"Clinical preventive services prevent heart attack, stroke, cancer and other diseases and save lives," Dr. Thomas R. Frieden, director of the Centers for Disease Control and Prevention in Atlanta, said in a statement. "This report provides a snapshot of preventive services for U.S. adults before 2010. As we look to the future, we can track how our nation's health is progressing through better prevention in healthcare."

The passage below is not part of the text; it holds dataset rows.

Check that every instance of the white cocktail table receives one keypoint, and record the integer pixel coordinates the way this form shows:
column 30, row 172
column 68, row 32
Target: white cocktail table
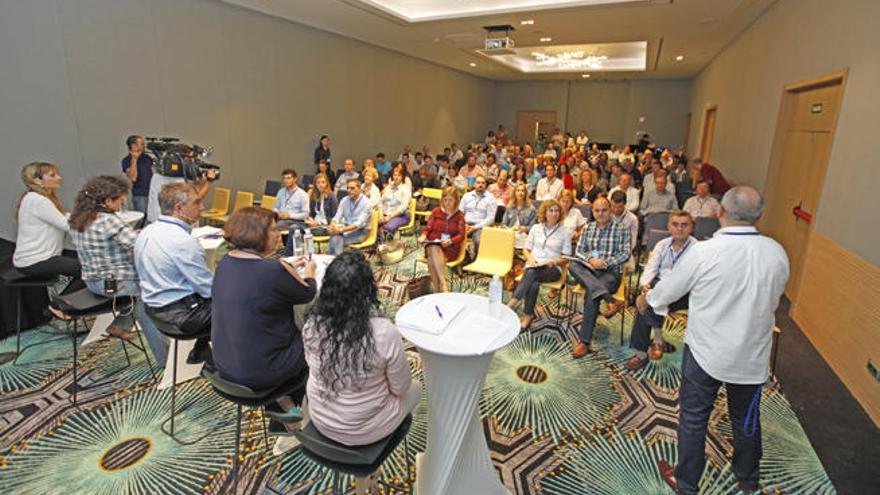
column 456, row 460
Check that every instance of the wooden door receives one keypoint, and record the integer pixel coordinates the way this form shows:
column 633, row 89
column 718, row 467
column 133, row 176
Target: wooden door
column 708, row 133
column 531, row 123
column 797, row 170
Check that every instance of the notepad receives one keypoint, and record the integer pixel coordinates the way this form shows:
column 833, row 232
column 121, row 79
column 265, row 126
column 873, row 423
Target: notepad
column 430, row 317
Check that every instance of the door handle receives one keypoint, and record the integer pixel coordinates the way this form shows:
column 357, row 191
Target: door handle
column 800, row 214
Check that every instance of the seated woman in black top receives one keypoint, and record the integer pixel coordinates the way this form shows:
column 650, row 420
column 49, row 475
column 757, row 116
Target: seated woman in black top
column 255, row 340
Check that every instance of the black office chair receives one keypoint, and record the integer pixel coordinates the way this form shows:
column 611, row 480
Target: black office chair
column 17, row 281
column 358, row 461
column 84, row 304
column 244, row 396
column 175, row 334
column 705, row 227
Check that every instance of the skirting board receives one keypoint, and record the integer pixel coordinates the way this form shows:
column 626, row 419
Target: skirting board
column 838, row 308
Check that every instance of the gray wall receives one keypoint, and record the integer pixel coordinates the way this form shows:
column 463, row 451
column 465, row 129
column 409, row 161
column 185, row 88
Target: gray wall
column 77, row 77
column 793, row 41
column 608, row 110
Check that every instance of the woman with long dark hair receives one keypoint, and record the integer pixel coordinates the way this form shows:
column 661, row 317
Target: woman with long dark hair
column 42, row 224
column 360, row 388
column 105, row 246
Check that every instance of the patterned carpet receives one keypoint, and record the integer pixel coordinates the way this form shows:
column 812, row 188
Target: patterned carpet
column 554, row 425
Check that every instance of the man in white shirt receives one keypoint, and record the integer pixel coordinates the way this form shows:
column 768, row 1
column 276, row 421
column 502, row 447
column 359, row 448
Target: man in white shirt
column 632, row 192
column 664, row 257
column 703, row 205
column 550, row 186
column 735, row 281
column 479, row 208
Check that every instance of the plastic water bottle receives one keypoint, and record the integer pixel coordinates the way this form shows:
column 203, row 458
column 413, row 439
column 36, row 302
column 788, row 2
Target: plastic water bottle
column 298, row 246
column 310, row 243
column 496, row 290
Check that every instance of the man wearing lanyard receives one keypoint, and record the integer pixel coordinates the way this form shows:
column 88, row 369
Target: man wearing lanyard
column 291, row 202
column 174, row 278
column 666, row 254
column 479, row 210
column 351, row 224
column 735, row 281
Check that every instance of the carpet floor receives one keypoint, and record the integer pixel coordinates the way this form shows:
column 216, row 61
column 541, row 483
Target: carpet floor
column 554, row 425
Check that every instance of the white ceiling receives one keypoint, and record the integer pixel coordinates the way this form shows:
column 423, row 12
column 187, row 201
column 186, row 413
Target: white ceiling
column 695, row 29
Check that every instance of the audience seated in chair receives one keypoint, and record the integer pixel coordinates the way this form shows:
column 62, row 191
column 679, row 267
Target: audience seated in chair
column 479, row 208
column 291, row 202
column 547, row 242
column 603, row 248
column 445, row 224
column 174, row 278
column 351, row 224
column 665, row 255
column 360, row 387
column 105, row 246
column 42, row 225
column 255, row 339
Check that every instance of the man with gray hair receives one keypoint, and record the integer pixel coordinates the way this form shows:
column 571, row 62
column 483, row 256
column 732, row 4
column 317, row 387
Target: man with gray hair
column 735, row 281
column 174, row 277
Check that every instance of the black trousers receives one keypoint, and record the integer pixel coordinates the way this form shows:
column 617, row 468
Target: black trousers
column 191, row 314
column 58, row 265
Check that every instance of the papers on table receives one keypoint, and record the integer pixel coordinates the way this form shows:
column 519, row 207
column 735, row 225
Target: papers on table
column 429, row 317
column 209, row 237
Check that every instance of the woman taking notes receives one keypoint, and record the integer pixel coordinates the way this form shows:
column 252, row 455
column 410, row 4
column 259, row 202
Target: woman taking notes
column 444, row 233
column 548, row 240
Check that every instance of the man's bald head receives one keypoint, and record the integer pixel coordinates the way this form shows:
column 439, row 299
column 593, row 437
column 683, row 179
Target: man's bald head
column 742, row 205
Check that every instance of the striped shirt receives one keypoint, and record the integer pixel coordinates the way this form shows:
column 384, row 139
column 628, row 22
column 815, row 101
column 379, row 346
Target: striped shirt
column 610, row 244
column 106, row 248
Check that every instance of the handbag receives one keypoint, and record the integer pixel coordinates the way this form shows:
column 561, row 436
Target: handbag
column 418, row 287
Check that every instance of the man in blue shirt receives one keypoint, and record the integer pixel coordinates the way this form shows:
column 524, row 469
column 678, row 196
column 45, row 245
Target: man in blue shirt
column 140, row 174
column 351, row 224
column 479, row 210
column 291, row 202
column 175, row 280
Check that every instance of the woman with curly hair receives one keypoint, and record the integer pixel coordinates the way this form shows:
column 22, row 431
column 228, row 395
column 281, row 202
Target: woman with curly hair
column 42, row 225
column 105, row 246
column 360, row 388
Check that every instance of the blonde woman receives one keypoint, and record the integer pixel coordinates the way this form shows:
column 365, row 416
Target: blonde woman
column 42, row 224
column 444, row 233
column 547, row 242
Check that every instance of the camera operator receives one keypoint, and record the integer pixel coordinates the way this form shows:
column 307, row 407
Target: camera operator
column 203, row 185
column 140, row 174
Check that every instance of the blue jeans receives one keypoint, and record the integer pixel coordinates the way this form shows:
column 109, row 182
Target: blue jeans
column 697, row 398
column 157, row 342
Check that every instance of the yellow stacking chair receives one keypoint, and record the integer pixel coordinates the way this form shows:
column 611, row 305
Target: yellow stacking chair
column 243, row 199
column 219, row 204
column 495, row 256
column 430, row 193
column 370, row 240
column 267, row 202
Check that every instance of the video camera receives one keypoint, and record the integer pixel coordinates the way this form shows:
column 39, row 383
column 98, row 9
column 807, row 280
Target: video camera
column 176, row 159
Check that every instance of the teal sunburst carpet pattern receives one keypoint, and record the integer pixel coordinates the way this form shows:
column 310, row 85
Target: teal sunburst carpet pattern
column 554, row 425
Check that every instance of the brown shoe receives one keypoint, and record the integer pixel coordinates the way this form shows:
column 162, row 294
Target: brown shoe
column 667, row 472
column 612, row 309
column 580, row 350
column 656, row 351
column 635, row 362
column 119, row 332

The study, "Use of Selected Clinical Preventive Services Among Adults -- United States, 2007 to 2010," provides baseline data on the use of selected adult preventive services, including aspirin or other blood-thinning therapy, controlling blood pressure, screening for and controlling high cholesterol, and ending tobacco use.
The report found of the U.S. patients with heart disease primarily affecting the blood vessels, only 47 percent were prescribed the recommended daily use of aspirin.
In addition, for those with high blood pressure, 44 percent had it under control. The study found 33.4 percent of men and 25.6 percent of women were not screened during the preceding five years for high blood pressure.
Of adults identified with high levels of low-density lipoprotein, the "bad," cholesterol, about 32 percent of men and 32 percent of women had it under control.
The report found fewer than 1-in-13 tobacco users were prescribed medications to help them end their tobacco use during a doctor's visit.